The ambiguity is resolved thanks to the parity bit being different between adjacent messages.

Scenario one:

init(K, N)
wrap(A, "")
wrap("", P)
Final state: C||11 ∘ A||00 ∘ N

Scenario two:

init(K, N)
wrap(A, P)
Final state: C||10 ∘ A||00 ∘ N

The domain separation of messages exchanged as part of a session can be cast in the light of a graph coloring problem.
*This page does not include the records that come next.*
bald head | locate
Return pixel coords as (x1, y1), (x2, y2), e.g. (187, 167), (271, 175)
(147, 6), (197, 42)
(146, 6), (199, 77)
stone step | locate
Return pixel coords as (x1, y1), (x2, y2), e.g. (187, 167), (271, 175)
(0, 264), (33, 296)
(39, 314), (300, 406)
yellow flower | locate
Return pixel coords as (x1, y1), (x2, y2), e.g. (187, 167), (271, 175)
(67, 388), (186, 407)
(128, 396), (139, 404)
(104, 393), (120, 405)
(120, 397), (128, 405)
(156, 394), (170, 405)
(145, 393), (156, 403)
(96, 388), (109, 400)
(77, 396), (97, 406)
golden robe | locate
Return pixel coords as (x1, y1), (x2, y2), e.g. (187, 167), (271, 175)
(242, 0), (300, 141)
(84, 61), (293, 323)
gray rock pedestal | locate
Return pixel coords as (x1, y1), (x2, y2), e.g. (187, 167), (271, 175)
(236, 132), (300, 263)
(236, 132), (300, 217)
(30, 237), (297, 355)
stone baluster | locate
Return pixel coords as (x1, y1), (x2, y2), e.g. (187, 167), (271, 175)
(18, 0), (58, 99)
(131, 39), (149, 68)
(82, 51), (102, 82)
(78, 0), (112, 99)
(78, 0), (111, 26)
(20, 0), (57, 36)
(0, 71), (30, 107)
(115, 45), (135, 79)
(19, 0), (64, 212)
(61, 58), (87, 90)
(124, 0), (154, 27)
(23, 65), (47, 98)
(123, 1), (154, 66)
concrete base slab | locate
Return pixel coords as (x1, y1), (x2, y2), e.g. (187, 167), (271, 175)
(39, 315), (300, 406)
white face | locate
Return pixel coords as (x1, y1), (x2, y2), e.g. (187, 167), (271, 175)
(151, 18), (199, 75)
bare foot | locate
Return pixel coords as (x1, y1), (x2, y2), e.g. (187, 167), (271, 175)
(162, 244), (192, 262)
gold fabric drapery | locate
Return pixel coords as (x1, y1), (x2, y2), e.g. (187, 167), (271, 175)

Consider the following list of messages exchanged between a sender and a receiver:

  1. (A,C)
  2. (A)
  3. (A)
  4. (C)
  5. (C)
  6. (A,C)

Visualizing the internal state as a graph, we have:

Note that without the parity information, the above is ambiguous in that there is not a single unique way to recover the message stream:

If we add the parity bit and color even nodes as black text on a white background, and odd nodes as white text on a black background, we get:

Now the session has only one unique interpretation; all ambiguity is removed:

  1. (A,C)
  2. (A)
  3. (A)
  4. (C)
  5. (C)
  6. (A,C)

As mentioned earlier, an alternative to the parity bit is a bit that encodes whether a string is the last one in a message:

The parity bit and last string bit methods are intimately related: the last string bit approach can be thought of as the mathematical derivative of the parity bit approach.